1980 yılında Londra’ya sürgün edilen Gannuşi, 2011 yılında, Tunus’un 23 yıllık Cumhurbaşkanı Zeynel Abidin bin Ali’ye karşı başlatılan Yasemin Devrimi’nin ardından Tunus’a dönerek aktif siyasete başladı. Nahda Hareketi’nin genel başkanlığına seçildi.
Türkiye’ye gelmeden önce yaptığı açıklamada da, “Tunus’ta başımıza ne geldiyse başkanlık yüzünden” geldi, dedi.
Tunus’ta Zeynel Abidin Bin Ali’nin ülke dışına kaçmasıyla sonuçlanan devrimin ardından Cumhurbaşkanlığı seçimlerinde aday olan Gannuşi, ülkede barışın tesisi adına yarıştan çekilmiş ve Cumhurbaşkanlığı’nı Tunus’taki laik bloku toplayan ve temsil eden El Bacı Kaid el Sebsi’ye bırakmıştı.

Raşid el-Gannuşi, partisinin 2012’den beri yapılan ilk kongresinin açılışında laiklik ve özgürlük vurgusu yaptı:
“Dini siyasi mücadelelerden uzak tutmak istiyoruz. Tarafsızlık çağrısında bulunuyoruz. Modern bir devlet, ideolojiler, büyük sloganlar ve siyasi kavgalarla değil, uygulanabilir programlarla işler.

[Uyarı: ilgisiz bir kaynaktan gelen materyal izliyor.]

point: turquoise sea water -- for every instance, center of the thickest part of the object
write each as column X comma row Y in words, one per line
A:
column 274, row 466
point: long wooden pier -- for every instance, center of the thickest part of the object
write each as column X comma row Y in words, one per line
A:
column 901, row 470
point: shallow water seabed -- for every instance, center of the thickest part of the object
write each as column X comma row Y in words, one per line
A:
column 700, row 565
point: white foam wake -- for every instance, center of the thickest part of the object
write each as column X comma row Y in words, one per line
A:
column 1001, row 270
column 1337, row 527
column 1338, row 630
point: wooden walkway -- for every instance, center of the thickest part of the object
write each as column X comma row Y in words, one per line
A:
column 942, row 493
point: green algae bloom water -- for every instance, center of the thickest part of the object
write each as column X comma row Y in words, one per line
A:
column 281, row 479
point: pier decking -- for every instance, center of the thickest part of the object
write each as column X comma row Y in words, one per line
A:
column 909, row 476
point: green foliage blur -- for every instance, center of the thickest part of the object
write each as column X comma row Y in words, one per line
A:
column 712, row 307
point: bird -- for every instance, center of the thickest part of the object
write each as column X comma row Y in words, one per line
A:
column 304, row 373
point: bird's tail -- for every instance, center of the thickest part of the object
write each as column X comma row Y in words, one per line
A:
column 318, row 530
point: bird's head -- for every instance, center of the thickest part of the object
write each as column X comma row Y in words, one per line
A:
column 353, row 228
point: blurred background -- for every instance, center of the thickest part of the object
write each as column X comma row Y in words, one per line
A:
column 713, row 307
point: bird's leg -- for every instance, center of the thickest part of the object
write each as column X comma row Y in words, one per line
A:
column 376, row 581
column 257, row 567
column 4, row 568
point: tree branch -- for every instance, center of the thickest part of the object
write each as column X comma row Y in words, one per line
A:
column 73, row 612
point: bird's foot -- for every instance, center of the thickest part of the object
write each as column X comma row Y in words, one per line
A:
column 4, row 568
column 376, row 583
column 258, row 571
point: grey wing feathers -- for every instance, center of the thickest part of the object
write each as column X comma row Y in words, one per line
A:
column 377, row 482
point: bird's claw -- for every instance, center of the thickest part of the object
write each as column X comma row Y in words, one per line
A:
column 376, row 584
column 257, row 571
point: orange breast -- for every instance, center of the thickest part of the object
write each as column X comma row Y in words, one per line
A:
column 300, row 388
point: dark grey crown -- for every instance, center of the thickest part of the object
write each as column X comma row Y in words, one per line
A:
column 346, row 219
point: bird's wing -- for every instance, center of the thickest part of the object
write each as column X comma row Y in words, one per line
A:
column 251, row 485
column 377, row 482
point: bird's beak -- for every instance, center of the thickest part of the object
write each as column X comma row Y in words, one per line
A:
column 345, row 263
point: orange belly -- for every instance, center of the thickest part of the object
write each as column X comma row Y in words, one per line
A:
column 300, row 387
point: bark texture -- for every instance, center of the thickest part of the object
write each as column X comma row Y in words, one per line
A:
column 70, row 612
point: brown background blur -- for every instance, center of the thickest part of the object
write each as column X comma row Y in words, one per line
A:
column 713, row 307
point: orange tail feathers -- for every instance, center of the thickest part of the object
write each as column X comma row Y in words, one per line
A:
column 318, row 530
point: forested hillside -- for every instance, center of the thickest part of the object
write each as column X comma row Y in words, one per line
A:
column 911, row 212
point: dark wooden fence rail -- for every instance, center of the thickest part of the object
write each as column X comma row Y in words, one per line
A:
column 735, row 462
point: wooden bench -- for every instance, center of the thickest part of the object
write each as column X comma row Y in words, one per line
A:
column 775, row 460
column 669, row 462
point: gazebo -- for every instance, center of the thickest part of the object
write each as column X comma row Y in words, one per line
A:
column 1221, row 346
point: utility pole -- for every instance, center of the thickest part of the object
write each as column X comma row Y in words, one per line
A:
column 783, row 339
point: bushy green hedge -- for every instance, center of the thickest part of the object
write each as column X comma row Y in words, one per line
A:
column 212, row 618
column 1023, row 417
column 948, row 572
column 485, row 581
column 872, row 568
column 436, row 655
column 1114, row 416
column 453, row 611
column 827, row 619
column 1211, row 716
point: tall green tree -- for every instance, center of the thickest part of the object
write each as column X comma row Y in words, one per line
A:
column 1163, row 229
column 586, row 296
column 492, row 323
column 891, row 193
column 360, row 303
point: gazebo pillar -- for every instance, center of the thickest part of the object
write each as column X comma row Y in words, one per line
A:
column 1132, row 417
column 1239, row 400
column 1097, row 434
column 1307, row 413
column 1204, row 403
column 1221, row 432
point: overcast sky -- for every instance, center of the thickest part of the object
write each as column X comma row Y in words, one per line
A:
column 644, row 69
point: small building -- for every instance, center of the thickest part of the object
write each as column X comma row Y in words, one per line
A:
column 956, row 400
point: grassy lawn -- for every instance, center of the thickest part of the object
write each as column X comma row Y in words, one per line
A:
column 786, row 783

Devletin gücü, baskı ve özgürlüklerin reddi anlamına gelmediği gibi; özgürlük de kaos anlamına gelmez.”
Kongreden önce de Fransız Le Monde gazetesine konuşan Gannuşi, Arap Baharı sonrası Tunus’ta siyasal İslam’a yer kalmadığını ifade etti:
“Tunus şu an bir demokrasidir. 2014 Anayasası seküler ve dini aşırıcılığa limit koydu. Siyasal İslam’ı bırakıp, demokratik İslam’a geçiyoruz. Siyasal İslam’ı temsil ettiğimizi iddia etmeyi bırakıp, Müslüman demokratlar olduğumuzu söylüyoruz!”
İşte, ülkesine döndükten bir ay sonra bile Raşit Gannuşi’nin söylediklerinin mahallede huzursuzluk yaratmasının sebebi bu söylemler. Huzur, neredeydi sahi!